Textile techniques are taught from generation to generation, becoming part of the community and heritage. Monterroso’s grandmother, aunts, and mother had moved to Guatemala City as seamstresses, bringing with them their skill as dressmakers. Her artistic practice pays homage to that maternal inheritance. Initially, she was drawn to language, but textiles became a vehicle for expressing the interwoven themes of personal and political.

For millennia, Maya communities have produced woven textiles that embody community identity, creativity, and wealth. Textile production—spinning, dyeing, and weaving—is largely women’s work. In understanding textiles as a form of material culture that ties communities together, it also burdens women with sustaining and maintaining these traditions while simultaneously relegating these occupations to domestic work. In her practice, Monterroso articulates how the recognition of textiles as artistic production is reflective of larger social movements advocating for Indigenous and women’s rights.

Presented as a diptych, Monterroso’s videos employ the production and maintenance of textiles as a metaphor for Maya women’s identity and struggle in contemporary Guatemala. Monterroso films herself dyeing, in one video, and washing, in the other, one hundred pounds of cotton fiber. The work focuses on the physical labor involved in this arduous process. Her actions evoke that of thousands of Maya women, past and present, who washed their family’s clothes in rivers. Also, during the 36-year Guatemalan civil war (1960–96), so many bodies of assassinated women were thrown in rivers that the rivers became polluted. In the aftermath of this violence, Monterroso’s actions become a metaphor for the fading/discoloration of history and of memory.

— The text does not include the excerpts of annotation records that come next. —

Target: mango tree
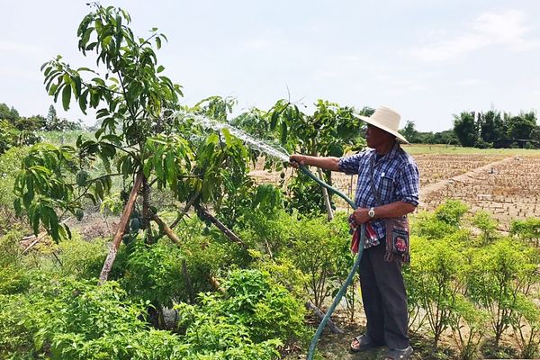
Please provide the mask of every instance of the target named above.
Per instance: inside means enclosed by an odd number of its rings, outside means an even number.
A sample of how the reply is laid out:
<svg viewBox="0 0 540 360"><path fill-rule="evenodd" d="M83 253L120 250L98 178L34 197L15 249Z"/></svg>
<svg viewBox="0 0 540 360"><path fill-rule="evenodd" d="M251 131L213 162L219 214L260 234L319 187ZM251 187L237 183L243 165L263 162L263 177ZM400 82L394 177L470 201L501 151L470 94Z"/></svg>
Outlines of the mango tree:
<svg viewBox="0 0 540 360"><path fill-rule="evenodd" d="M361 113L371 114L373 110L364 108ZM360 134L360 121L355 109L338 104L318 100L315 112L308 115L297 104L287 100L278 101L269 112L267 126L276 131L282 145L291 153L321 157L341 157L350 150L364 148L365 142ZM318 170L320 178L332 184L330 172ZM294 183L292 184L294 192ZM328 220L333 219L331 199L325 188L322 194Z"/></svg>
<svg viewBox="0 0 540 360"><path fill-rule="evenodd" d="M122 192L125 205L100 275L103 282L128 227L144 231L148 243L164 235L178 240L151 204L153 186L167 187L177 201L185 202L180 214L195 205L200 213L211 216L204 204L223 198L221 180L227 168L246 174L248 155L242 143L226 131L209 137L199 132L194 138L196 127L178 124L171 116L179 108L182 91L158 65L154 47L159 49L166 40L164 34L154 28L147 37L136 37L124 10L91 6L93 11L77 30L78 49L85 56L95 52L97 69L71 68L60 56L41 69L55 101L59 97L65 110L73 102L83 112L89 107L96 109L101 124L94 139L79 137L76 146L33 147L16 180L14 205L19 212L24 209L34 233L42 226L58 241L69 236L68 227L59 220L68 213L81 219L83 200L103 200L112 177L122 176L126 184ZM167 133L162 133L166 130ZM187 136L183 130L189 131ZM88 169L98 159L104 172L90 177ZM139 195L140 214L133 211ZM152 230L150 221L158 223L158 233Z"/></svg>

The vivid yellow dye that Monterroso washes from her cotton in Decolorando is sourced from turmeric, a pigment that had a short period of use in Guatemala during the 1800s. The pigments commonly used in her art, like indigo, turmeric, annato, and cochineal, are chosen for their symbolic meanings for Maya and several indigenous communities. In Maya cosmology or worldview, yellow symbolizes both the southern cardinal point and birth.

In her artistic practice, Monterroso focuses on Guatemala’s political and colonial legacy and foregrounds contemporary Indigenous communities. Through her work, she advocates for the acknowledgment of Guatemala as a living descendant of the Maya, struggling and thriving as a community. Recent efforts to decolonize museum spaces have advocated for textile production to be considered as a contemporary artform rather than a devalued craft. For their part, Indigenous artists like Monterroso advocate for the same recognition as other artists. While the DAM has been a leader in collecting textiles by Indigenous makers from Native American communities and throughout the world, the holdings in Latin America are sparse. This intervention begins to bridge that gap.